Restaurant operators maintained a positive outlook in May, the only catch is that it was not quite as positive as recent months. And that set of mixed results is indicative of the overall U.S. economic climate, foodservice included.
The May Restaurant Performance Index fell by 0.2 percent but stayed in positive territory, posting a score of 101.4, marking the seventh straight month of industry expansion. Both of the RPI's major components — the Current Situation Index and the Expectations Index — fell by 0.2 percent. The number of operators reporting an increase in same store sales rose in May over April while fewer operators said that customer traffic was up last month vs. April.
On a positive note, 46 percent of those surveyed said they had made a capital expenditure for expansion, remodeling and/or major equipment purchase in the last 3 months, which was up from 44 percent in April. And, 55 percent of the operators in the study plan to make a capital expenditure in the next 6 months, which is up from 52 percent in April.
Economic News This Week
- Following up on news of last week, both the New York Times and the Wall Street Journal ran articles that somewhat cautiously indicated that the housing market was beginning to heal. The National Association of Realtors said that pending home sales rose 5.9 percent in May, which is a two-year high and 13 percent more than May 2011. Meanwhile, Equifax released news that severely late mortgage payments (90 days or more) are down 45 percent in May from its peak in January 2010. Also, construction spending rose stronger than expected, up 0.9 percent in May. And it is reported that Quicken Loans and other mortgage companies are hiring additional staff.
- While the housing market seems to be improving, the manufacturing segment, which has been a bright spot in the economy the last couple of years, may be faltering. The Institute for Supply Management's Manufacturing Index fell to less than 50, indicating that manufacturing was contracting. The index for June was 49.7, which marks the first time the index has shown negative growth since July 2009. The Wall Street Journal says the primary cause for the slowdown is the faltering European economy. On the other hand durable goods orders rose a stronger than expected 1.1 percent in May after two months of decline. And the Chicago area Production Manufacturing Index ticked up slightly in June to 52.9 vs. 52.7 in May. The latest conflicting data comes from the government, stating that factory orders in May rose 0.7 percent, which was unexpectedly high.
- First time jobless claims continue to run higher than economists would like to see, hitting 386,000 for the week ending June 22. This is the fifth week in a row that claims exceeded 380,000. Initial jobless claims for the previous week were revised up to 392,000.
- Gross Domestic Product for the first quarter remained at a mediocre +1.9 percent according to the government's third estimate.

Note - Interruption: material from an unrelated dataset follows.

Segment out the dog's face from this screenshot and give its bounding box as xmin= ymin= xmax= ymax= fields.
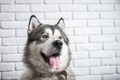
xmin=24 ymin=15 xmax=70 ymax=73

- The Reuters/U. of Michigan Consumer Sentiment Index fells to 73.2 in June from an initial 74.1 and down considerably from 79.3 in May. Gallup's consumer confidence index slid downwards for the last four weeks and is back to where it stood in the first quarter of the year.
- U.S. consumers cut back in May with a spending fall of 0.1 percent. This the first decline since November 2011. Spending in April and March were revised lower, too. Personal income in May rose 0.2 percent so consumers chose to save more, which is another sign the lack of confidence in the economy.
Foodservice News This week
- Starbucks is expanding their wine, beer and "small plates" evening menu from the initial test in the chain's home turf of the Pacific Northwest to select stores in the greater Chicago area.
- Northerners think that things move slower in the south but research from the Sandelman Quick Track Study tells us that when it comes to fast food, the south reigns. The report states that the top ten markets with the most super heavy fast food users — individual with 20-plus visits a month — are Dallas, Houston, and McAllen, Texas; Memphis; Greensboro and Greenville, N.C.; Columbia, S.C.; and Lexington, Ky. The only two of the top 10 not in the south are Providence, R.I. and Huntington/Charleston, W.V.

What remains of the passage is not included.